Mostra realça o tom lírico e lúdico
que povoa obra do artista, morto em 2001
Camila Molina
Delicada, mas com relações cromáticas essenciais, como diz
Flávio Cohn, um dos diretores da Dan Galeria, a obra de Thomaz Ianelli (1932-2001) ficou
de certa forma relegada do mercado de arte por uma série de motivos. Entre eles, dada a
própria natureza tímida e retraída do artista, que preferia dar aulas e ficar
preparando suas criações longe de holofotes a ter de fazer concessões. Mas,
ultimamente, uma série de ações vem contribuindo para que a sua produção ganhe a
devida importância no cenário brasileiro.

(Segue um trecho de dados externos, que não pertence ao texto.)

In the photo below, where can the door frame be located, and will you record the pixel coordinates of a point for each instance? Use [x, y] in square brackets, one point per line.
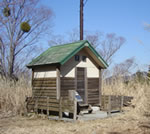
[85, 83]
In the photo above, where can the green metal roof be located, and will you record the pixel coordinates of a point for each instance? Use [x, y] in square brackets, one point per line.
[62, 53]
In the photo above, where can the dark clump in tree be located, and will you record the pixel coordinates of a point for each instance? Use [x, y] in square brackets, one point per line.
[6, 11]
[25, 27]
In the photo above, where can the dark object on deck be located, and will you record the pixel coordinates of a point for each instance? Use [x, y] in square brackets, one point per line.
[25, 27]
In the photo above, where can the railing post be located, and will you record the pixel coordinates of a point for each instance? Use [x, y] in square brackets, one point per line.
[121, 105]
[36, 106]
[75, 110]
[109, 105]
[60, 107]
[47, 106]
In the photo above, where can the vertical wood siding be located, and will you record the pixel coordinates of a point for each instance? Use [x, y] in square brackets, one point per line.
[44, 87]
[93, 91]
[67, 83]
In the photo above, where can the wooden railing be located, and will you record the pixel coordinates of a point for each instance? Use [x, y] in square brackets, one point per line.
[112, 103]
[52, 104]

No ano passado, foi apresentada na Pinacoteca do Estado a
retrospectiva Thomaz Ianelli - Flutuações da Cor, com curadoria de Angélica de Moraes,
e está em andamento o processo de catalogação da sua produção. E agora, na Dan
Galeria, acaba de ser inaugurada a mostra Thomaz Ianelli - Pintura Absoluta, que reúne
seleção de cerca de 30 telas e aquarelas e cinco esculturas (assemblages) feitas por ele
entre o fim dos anos 1970 e o ano 2000.
A exposição, com curadoria de Cohn e Olívio Tavares de
Araújo, é realizada em parceria com o Instituto Cultural Thomaz Ianelli - presidido por
sua viúva, Célia Franco de Godoy Ianelli. A Dan Galeria tornou-se a representante do
instituto, o que significa não apenas ser a catalisadora da comercialização das obras
de Thomaz - irmão mais novo do pintor Arcangelo Ianelli - como também ser articuladora
da atual mostra.
No conjunto de criações exibidas agora, é um prazer ver o
tom lírico e lúdico que povoa a trajetória do grande colorista. ''Cada obra pede um
tempo para ser observada'', diz Cohn, ressaltando que na relação entre figura e fundo o
artista foi criando jogos de equilíbrio e desequilíbrio, de ''dança e música'' no
campo da tela e do papel (também segmento muito significativo em sua produção). ''A
obra de Thomaz, sem contar com nenhuma facilitação de produto consumível, é sutil,
requintada e exigente, impondo um ritmo mais lento, fazendo-se progressivamente descobrir,
não espetacular, não barulhenta, tão terra firme num tempo de descartáveis - e tanto
mais bela por tudo isso'', como escreve Olívio Tavares de Araújo no texto presente no
catálogo da exposição.
É um ponto muito positivo dessa mostra reunir um número
considerável de aquarelas, nas quais podemos fazer a relação visível entre a
delicadeza das composições nas pinturas e das obras sobre papel. ''O Thomaz preparava as
telas e as tintas para conseguir fazer as transparências presentes em suas pinturas. Ele
ia diluindo o óleo ao máximo para chegar a um aspecto aquoso, de fluidez,
solubilidade'', acrescenta Flávio Cohn.
Serviço
Thomaz Ianelli - Pintura Absoluta.
Dan Galeria.
Rua Estados Unidos, 1.638, tel. 3083-4600.